Saturday, December 7: Medicine for All: Addressing Health Care Disparities to Improve Treatment on Blood Diseases

See also ASH Press Release

Webcasts at the bottom


Lena E. Winestone, Kelly D Getz, Kira O Bona, Brian T. Fisher, et al.

CONCLUSIONS Lower area-based income and education were associated with significantly inferior EFS and OS among patients with AML on the last two Phase 3 COG trials. Moreover, zip-code based low SES is an independent risk factor for mortality in pediatric AML. Additional studies to understand mechanisms of observed socioeconomic disparities in treatment outcomes will inform interventions that may mitigate these inequities.


Abby Statler, Brian P. Hobbs, Tomas Radivoyevitch, Sudipto Mukherjee, et al.

CONCLUSIONS Within this cohort, renal function eligibility criteria may be an important barrier to enrollment, specifically within the AA population. Since there is no association between clinically insignificant renal laboratory values and OS or response, the liberalization of such criterion may be justified. Future trials that broaden the renal function eligibility criterion have the potential to accrue more diverse pt populations, which may reduce recruitment racial disparities and improve the generalizability of the trials’ results.


Bei Hu, Tommy Chen, Danielle Boselli, Rupali Bose, et al.
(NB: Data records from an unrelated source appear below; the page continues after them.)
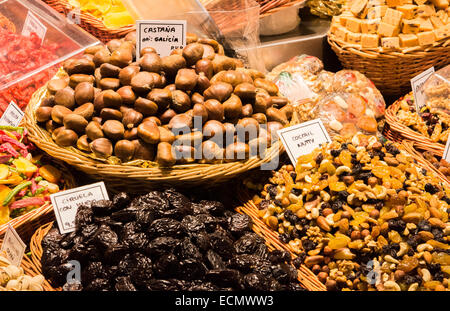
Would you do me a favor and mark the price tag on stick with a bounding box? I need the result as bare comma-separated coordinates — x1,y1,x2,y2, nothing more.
411,67,434,113
277,119,331,166
1,225,27,267
136,20,187,59
22,11,47,44
50,181,109,234
0,101,24,126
CONCLUSION Unlike previous population-based studies that have shown racial disparities with superior outcomes for Caucasians and for patients with private insurance, our single center experience demonstrates similar survival outcomes between Caucasians and non-Caucasians diagnosed with de novo DLBCL, despite differences in insurance coverage favoring Caucasians. In the R/R setting, similar proportions of both groups underwent stem cell transplantation and enrolled on clinical trials. The likely explanation is that our safety net cancer center, with extensive nurse navigator support and access to standard treatments, stem cell transplants and cutting-edge clinical trials may abrogate the inferior outcomes in minority populations that have been previously reported.


Pashna N. Munshi, Parameswaran Hari, David H. Vesole, Artur Jurczyszyn, et al.

CONCLUSIONS This is the largest study of AHCT in older adults with MM. More MM patients ≥70 years are being transplanted in the US over time. While our data may highlight referral and access biases regarding which older patients may be referred for ASCT, our results confirm that patients ≥70 years can undergo transplant safely and achieve similar benefits as 60-69 years’ old patients. Our results also suggest that melphalan 200 mg/m2 may be given safely in the ≥70 years population. While melphalan conditioning dose 140 mg/m2 in the ≥70 group is associated with worse outcomes, this is likely a surrogate for higher frailty and comorbidities in this cohort of patients. Our analysis confirms that AHCT has similar benefits in terms of disease control (REL and PFS) in both young and older MM patients. This benefit is seen even in a contemporaneous era where proteasome inhibitors and/or immunomodulator drugs are used in upfront treatment. Thus, AHCT remains a safe consolidation therapy across all age groups of MM patients.


Karl M. Kilgore,Iman Mohammadi, Amy Schroeder, Christie Teigland, et al.

CONCLUSIONS The results of this real-world study indicate that older patients with multiple comorbidities can be treated successfully with CAR T therapy, and that post-index care was associated with lower hospitalization rates, bed days, ED visits, and lower total costs during this period.